Rome wasn't built in a day — and neither was Pizzeria Cortile.

On Dec. 13, the pizzeria at 4400 Dayton Blvd., in north Red Bank, began to serve thin-crust, Neapolitan-style pizza baked in an imported Italian pizza oven that uses wood fire — and only wood fire.

It took about a year longer than expected to open the pizzeria pronounced "core tee lay."

"Basically, we ran out of money," said Justin Bennett, who co-owns Pizzeria Cortile with his wife, Amanda.

The Bennetts lease the space, but they got stalled lining up a federal Small Business Administration loan to finish improvements to their building, which is just one business away from Dub's Place BBQ and Burgers.

The young couple finally got funding that worked through Southern Heritage Bank, a Cleveland, Tenn.-based community bank that recently opened its first Chattanooga branch near Hamilton Place mall.

"They've been super helpful," said Bennett.

He did much of the remodeling work himself, but needed outside help for such things as electrical work.

To buy the pizza oven, the Bennetts launched a Kickstarter campaign in 2016 that raised $11,081 through 116 individual donations to be repaid by the restaurant through such things as pizza and T-shirts.

Pizzeria Cortile, which has two dozen employees and seats about 45 people inside, has been busy — even though the Bennetts waited a few days to announce the opening on their Facebook page.

"Every night we fill up at least once," Bennett said. "We have a lot of repeat business."

The menu includes a Caesar salad for $7, 12-inch pizzas that range from $8 to $10, cannoli at $7 for dessert, and beer on tap for $6 a pint.

The Bennetts hope to get permission from the city of Red Bank to allow bring-your-own wine.
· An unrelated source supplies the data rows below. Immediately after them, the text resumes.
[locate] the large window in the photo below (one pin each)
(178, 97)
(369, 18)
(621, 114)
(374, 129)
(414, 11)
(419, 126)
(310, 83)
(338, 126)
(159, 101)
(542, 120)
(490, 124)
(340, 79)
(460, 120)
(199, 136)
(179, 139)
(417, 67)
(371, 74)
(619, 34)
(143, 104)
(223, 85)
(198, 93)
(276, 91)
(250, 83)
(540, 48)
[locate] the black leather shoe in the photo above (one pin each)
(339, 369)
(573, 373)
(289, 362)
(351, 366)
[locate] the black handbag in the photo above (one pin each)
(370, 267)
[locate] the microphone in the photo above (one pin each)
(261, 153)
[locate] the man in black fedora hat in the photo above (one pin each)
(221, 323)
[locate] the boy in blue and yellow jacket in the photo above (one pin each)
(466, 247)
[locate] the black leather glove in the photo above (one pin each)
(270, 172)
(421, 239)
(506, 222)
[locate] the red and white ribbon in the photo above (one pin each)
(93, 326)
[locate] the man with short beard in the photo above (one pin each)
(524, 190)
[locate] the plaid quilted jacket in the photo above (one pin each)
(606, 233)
Eventually, the restaurant wants to serve wine.

Cortile is Italian for "courtyard" or "gathering place for the community."

"Our neighbors have been coming in," said Bennett, a Red Bank native and resident. "People moving in [to Red Bank] want something you can get downtown — but get it at their place."
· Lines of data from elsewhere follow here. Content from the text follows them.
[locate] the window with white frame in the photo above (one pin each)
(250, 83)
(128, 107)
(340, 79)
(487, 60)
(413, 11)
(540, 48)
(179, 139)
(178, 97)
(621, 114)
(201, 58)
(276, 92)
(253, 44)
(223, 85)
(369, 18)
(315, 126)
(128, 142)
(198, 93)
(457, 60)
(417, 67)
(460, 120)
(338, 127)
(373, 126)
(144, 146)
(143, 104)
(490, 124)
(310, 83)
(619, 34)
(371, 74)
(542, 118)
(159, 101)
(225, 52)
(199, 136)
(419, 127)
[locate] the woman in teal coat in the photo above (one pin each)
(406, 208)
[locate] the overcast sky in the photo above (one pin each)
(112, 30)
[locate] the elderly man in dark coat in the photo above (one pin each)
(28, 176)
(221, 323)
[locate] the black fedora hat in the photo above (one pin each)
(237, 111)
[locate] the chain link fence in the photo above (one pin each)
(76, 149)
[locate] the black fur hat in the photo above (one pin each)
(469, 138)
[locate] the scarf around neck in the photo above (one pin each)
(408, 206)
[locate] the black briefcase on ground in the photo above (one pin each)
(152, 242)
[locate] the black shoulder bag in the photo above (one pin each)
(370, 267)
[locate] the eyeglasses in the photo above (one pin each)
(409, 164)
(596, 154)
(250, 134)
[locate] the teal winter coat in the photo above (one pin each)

Jordan Miller, the owner of Dub's Place, likes Pizzeria Cortile's simple menu, its setup and the way the Bennetts fixed up the building.

"I'm really happy to have him as my neighbor," Miller said. "Anytime we can draw people past Ashland Terrace in Red Bank is a good thing."
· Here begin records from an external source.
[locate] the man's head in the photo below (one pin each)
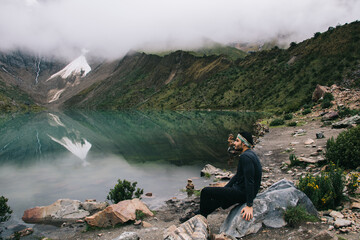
(243, 141)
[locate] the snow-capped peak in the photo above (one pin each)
(78, 67)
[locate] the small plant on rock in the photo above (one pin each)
(124, 190)
(5, 211)
(306, 111)
(288, 116)
(353, 183)
(324, 190)
(277, 122)
(345, 150)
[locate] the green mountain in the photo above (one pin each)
(13, 99)
(273, 80)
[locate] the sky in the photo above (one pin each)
(111, 28)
While Pizzeria Cortile is the Bennetts' first restaurant, it grew out of the food truck from which they sold pizza, Local Slice.

The Bennetts aren't superstitious — at least not about 13 — because they launched Local Slice on Dec. 13, 2012, and opened Pizzeria Cortile on Dec. 13 of this year.

"It was five years to the day," Bennett said of the time lapse between the business openings.